Resuming the project a week later. To use a generated Fable binding we need to add an import directive like (more details):

[<ImportAll("d3-hierarchy")>]
let D3Hierarchy : D3Hierarchy.IExports = jsNative

Then it is possible to invoke it like:

let layout = D3Hierarchy.tree()

I realised the D3Hierarchy is not necessarily compatible with IObservable model used by Sutil. Another realisation is that I likely want my tree display reactive. I.e. whenever a change is made to the observed directory I’d like it to be reflected in the display (essentially a hot-reload like functionality). To do that I’d need a backend component be able to monitor file system. It can push changes to the frontend over web-sockets (e.g. Fable.SignalR). It should be trivial to make an IObservable and pass ti to the Bind.el Sutil function.

I’ve decided to give Saturn a go. Before I can generate a scaffolding from template I need to restructure my directory structure.

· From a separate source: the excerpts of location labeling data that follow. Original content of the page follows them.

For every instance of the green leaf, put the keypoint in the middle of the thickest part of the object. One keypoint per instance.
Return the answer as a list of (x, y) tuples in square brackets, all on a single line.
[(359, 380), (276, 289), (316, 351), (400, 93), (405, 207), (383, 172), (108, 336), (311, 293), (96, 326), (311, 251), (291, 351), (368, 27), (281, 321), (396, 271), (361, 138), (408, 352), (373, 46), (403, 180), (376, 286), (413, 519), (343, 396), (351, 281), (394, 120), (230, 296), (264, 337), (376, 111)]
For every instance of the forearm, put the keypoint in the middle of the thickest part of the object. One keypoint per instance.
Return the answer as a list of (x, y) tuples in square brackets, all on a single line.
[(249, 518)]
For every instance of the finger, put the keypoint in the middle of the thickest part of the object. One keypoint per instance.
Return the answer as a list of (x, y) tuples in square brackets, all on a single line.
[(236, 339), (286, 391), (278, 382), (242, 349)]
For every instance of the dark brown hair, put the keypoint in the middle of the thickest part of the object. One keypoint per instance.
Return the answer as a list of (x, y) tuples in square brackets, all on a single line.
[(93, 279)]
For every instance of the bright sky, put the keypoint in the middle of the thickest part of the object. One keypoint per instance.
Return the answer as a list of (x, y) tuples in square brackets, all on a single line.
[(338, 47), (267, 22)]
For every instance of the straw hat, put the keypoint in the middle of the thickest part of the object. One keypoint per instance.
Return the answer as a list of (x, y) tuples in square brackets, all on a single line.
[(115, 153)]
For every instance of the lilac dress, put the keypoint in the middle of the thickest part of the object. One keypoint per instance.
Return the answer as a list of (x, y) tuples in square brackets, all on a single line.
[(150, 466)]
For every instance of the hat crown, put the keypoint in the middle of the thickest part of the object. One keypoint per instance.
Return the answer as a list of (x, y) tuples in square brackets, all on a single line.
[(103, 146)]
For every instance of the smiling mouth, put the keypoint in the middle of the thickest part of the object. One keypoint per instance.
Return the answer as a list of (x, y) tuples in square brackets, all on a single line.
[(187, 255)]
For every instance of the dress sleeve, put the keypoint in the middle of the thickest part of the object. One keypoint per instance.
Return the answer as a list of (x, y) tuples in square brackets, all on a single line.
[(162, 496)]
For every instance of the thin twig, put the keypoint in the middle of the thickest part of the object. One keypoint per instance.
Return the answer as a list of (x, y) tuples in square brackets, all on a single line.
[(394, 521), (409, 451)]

I.e. move the front-end code to the src/client dir so then I can put the backend code in src/server.

dotnet new -i Saturn.Template
dotnet new Saturn --name Yplainr --output src/server

The Saturn template assumes we create a project from scratch so I need to adjust the output to my needs. I am removing Paket, Fake, and migrations. NuGet works just fine for my uncomplicated needs and the build process is also trivial so I do not need those tools in this particular case. I’ve got it building. The next step is to make the server serve the client SPA.